How much business logic belongs in RIA services layer?
Posted
by jkohlhepp
on Stack Overflow
See other posts from Stack Overflow
or by jkohlhepp
Published on 2010-05-24T14:00:07Z
Indexed on
2010/05/25
20:11 UTC
Read the original article
Hit count: 398
I have been experimenting recently with Silverlight, RIA Services, and Entity Framework using .NET 4.0. I'm trying to figure out if that stack makes sense for use in any of my upcoming projects. It certainly seems like these technologies can be very productive for developing applications, but I'm struggling to decide how an application on top of this stack should be architected.
The main issue I have is that in most of the demos I've seen most of the business logic ends up as DataAnnotations and custom validations in the RIA Services domain service class. This seems inappropriate to me. I view the domain service as basically a glorified web service that happens to make it easy to push information to the client.
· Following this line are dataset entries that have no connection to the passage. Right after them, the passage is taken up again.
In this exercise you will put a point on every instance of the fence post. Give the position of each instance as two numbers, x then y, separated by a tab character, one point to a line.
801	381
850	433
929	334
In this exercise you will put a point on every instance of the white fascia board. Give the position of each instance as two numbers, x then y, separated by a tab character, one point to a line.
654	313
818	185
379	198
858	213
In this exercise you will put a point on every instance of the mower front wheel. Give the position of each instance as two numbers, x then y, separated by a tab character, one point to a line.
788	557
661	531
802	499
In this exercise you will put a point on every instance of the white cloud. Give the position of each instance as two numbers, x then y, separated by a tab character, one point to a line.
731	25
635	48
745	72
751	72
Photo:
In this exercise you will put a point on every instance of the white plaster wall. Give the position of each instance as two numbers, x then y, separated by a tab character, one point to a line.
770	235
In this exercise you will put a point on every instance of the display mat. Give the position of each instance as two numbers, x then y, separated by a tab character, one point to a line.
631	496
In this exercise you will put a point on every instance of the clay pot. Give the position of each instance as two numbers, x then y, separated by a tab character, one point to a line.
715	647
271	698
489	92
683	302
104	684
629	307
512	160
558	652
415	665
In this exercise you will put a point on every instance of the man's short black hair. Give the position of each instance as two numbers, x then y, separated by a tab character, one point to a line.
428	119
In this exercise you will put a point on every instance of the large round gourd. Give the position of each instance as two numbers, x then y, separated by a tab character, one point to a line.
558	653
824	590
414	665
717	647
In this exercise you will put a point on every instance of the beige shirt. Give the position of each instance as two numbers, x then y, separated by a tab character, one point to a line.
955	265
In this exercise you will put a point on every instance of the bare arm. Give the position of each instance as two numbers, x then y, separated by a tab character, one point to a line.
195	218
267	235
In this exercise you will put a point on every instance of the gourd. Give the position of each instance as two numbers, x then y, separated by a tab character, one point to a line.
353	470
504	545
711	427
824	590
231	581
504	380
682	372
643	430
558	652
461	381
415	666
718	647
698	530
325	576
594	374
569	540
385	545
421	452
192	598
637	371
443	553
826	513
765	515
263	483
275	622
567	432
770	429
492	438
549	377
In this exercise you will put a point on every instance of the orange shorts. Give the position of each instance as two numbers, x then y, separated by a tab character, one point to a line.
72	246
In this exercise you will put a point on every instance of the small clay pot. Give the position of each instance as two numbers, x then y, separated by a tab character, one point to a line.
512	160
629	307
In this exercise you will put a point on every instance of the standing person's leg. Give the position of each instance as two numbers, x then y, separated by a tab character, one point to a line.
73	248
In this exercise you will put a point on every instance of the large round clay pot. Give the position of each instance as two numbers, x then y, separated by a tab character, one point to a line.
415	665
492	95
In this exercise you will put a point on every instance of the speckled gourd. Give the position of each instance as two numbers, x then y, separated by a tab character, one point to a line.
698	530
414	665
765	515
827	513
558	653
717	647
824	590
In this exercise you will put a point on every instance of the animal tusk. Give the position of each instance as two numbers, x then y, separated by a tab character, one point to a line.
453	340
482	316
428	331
But most of what I've seen seems to orient the domain service as the main source of business logic in the application.
So, my questions:
- What is the best location for business logic (rules, validations, behaviors, authorization) in an application using this stack?
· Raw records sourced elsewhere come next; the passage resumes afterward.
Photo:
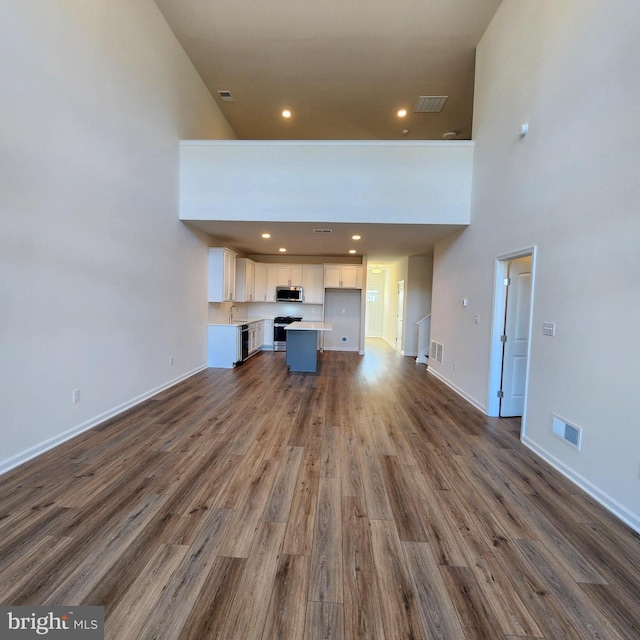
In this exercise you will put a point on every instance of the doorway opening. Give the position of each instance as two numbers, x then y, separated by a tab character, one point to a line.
511	334
400	316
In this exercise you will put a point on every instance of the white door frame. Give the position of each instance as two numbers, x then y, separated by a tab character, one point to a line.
497	328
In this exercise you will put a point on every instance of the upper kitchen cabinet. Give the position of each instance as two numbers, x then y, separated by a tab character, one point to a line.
284	275
261	289
245	280
313	284
343	276
222	274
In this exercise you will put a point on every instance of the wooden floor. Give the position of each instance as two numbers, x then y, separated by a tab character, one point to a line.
366	501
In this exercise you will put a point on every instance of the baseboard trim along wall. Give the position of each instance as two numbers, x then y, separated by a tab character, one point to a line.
33	452
459	391
599	496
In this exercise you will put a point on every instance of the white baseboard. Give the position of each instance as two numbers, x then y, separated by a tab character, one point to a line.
33	452
618	510
459	391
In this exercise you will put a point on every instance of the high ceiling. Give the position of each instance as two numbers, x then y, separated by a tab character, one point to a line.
342	67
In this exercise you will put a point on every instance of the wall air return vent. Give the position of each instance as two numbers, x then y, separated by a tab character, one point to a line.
225	96
430	104
571	434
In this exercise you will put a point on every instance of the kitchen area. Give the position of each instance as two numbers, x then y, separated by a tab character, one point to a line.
254	306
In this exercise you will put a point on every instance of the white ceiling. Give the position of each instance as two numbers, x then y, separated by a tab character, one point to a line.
343	67
382	243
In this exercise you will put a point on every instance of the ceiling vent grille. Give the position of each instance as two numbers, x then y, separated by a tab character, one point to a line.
430	104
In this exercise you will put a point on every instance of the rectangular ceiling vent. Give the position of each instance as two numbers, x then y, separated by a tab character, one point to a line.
430	104
569	433
225	96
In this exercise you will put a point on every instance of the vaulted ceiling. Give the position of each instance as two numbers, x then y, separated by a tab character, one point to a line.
344	68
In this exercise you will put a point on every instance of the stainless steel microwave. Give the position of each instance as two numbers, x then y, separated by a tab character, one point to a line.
288	294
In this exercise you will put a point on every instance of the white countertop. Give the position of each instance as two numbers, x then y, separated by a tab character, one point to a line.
235	323
309	326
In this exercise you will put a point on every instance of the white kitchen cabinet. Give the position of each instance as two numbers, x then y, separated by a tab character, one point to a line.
222	274
256	336
267	340
343	276
261	291
245	280
312	284
224	346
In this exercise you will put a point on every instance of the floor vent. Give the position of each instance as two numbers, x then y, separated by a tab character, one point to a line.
571	434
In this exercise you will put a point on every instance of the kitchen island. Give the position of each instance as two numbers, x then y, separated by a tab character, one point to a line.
302	345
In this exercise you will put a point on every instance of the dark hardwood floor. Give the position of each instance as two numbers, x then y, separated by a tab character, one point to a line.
366	501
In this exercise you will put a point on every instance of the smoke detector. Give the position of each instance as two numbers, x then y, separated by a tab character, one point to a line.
225	96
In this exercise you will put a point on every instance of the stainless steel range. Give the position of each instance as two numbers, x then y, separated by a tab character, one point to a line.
279	333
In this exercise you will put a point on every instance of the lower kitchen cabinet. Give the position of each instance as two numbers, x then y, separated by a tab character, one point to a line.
224	348
256	336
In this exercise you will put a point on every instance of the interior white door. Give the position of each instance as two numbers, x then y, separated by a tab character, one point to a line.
400	316
516	329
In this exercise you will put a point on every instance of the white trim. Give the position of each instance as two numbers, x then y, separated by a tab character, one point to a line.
618	510
327	143
33	452
459	391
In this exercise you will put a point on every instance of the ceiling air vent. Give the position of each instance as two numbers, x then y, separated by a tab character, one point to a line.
430	104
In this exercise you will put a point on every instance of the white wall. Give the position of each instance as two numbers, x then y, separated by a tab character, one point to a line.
417	299
100	283
332	181
570	187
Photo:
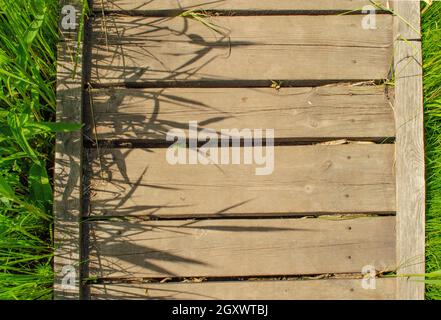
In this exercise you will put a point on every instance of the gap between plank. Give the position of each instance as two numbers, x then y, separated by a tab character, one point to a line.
229	83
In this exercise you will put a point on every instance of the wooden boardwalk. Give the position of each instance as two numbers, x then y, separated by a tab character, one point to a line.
343	96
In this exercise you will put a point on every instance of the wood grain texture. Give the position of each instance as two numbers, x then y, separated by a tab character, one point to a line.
330	111
235	247
67	168
232	4
410	161
335	289
139	49
306	179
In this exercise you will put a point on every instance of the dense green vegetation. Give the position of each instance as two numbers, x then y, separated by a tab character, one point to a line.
431	28
28	38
- Are there any guidelines published at an architectural level for using this stack?
My questions pertain to large, complex, and long-lived applications. Obviously for an application of only a few screens this is less of a concern.
Edit: Another thing I meant to mention is that obviously you can make the domain service class stupid, but then you lose a lot of the automagic entity information (e.g. validations) being pushed to the client. And then if you lose that is there any point to using RIA services?